2. Способ по п. 1, отличающийся тем, что в ходе комплексной процедуры воздействуют на поверхность кожи пациента импульсно-периодическим лазерным излучением в зеленом/желтом диапазоне.
3. Способ по п. 2, отличающийся тем, что воздействие импульсно-периодическим лазерным излучением осуществляют с использованием лазера на парах меди с длиной волны 510,6 и 578 нм при плотности мощности 1-5 Вт/см2 и времени экспозиции 1-5 мин.
4. Способ по п. 1, отличающийся тем, что в ходе комплексной процедуры воздействуют на поверхность кожи пациента импульсно-периодическим лазерным излучением в инфракрасном диапазоне на длинах волн 800-1500 нм.
5. Способ по п. 4, отличающийся тем, что воздействие импульсно-периодическим лазерным излучением осуществляют с использованием полупроводникового инфракрасного лазера с длиной волны 830 нм при плотности мощности 1-4 Вт/см2 и времени экспозиции 1-4 мин.

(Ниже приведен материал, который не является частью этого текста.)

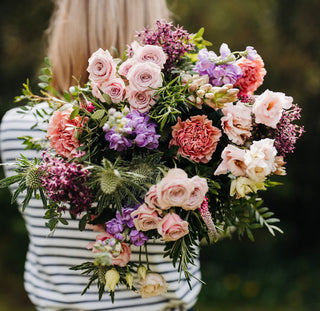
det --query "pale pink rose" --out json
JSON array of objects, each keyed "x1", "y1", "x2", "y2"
[
  {"x1": 118, "y1": 58, "x2": 137, "y2": 77},
  {"x1": 87, "y1": 232, "x2": 112, "y2": 253},
  {"x1": 234, "y1": 55, "x2": 267, "y2": 95},
  {"x1": 128, "y1": 90, "x2": 156, "y2": 113},
  {"x1": 127, "y1": 62, "x2": 162, "y2": 91},
  {"x1": 111, "y1": 243, "x2": 131, "y2": 267},
  {"x1": 87, "y1": 232, "x2": 131, "y2": 267},
  {"x1": 157, "y1": 168, "x2": 194, "y2": 210},
  {"x1": 133, "y1": 44, "x2": 167, "y2": 68},
  {"x1": 47, "y1": 109, "x2": 87, "y2": 158},
  {"x1": 221, "y1": 102, "x2": 252, "y2": 145},
  {"x1": 252, "y1": 90, "x2": 293, "y2": 128},
  {"x1": 214, "y1": 144, "x2": 247, "y2": 176},
  {"x1": 100, "y1": 78, "x2": 126, "y2": 104},
  {"x1": 158, "y1": 213, "x2": 189, "y2": 241},
  {"x1": 131, "y1": 204, "x2": 161, "y2": 231},
  {"x1": 139, "y1": 273, "x2": 169, "y2": 298},
  {"x1": 87, "y1": 48, "x2": 116, "y2": 83},
  {"x1": 182, "y1": 176, "x2": 208, "y2": 211},
  {"x1": 91, "y1": 82, "x2": 106, "y2": 103},
  {"x1": 244, "y1": 138, "x2": 277, "y2": 181},
  {"x1": 144, "y1": 185, "x2": 159, "y2": 209}
]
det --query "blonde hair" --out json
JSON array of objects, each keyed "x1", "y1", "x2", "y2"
[{"x1": 48, "y1": 0, "x2": 169, "y2": 92}]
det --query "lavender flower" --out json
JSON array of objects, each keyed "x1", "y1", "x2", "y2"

6. Способ по п. 1, отличающийся тем, что в качестве биологического образца пациента, применяемого для определения содержания PD-1-позитивных Т-лимфоцитов, а также содержания PD-1, Tim-3-дубль-позитивных Т-лимфоцитов, используют периферическую кровь пациента.
7. Способ по п. 1, отличающийся тем, что в качестве биологического образца пациента, применяемого для получения цитологических препаратов, используют биопсийный материал.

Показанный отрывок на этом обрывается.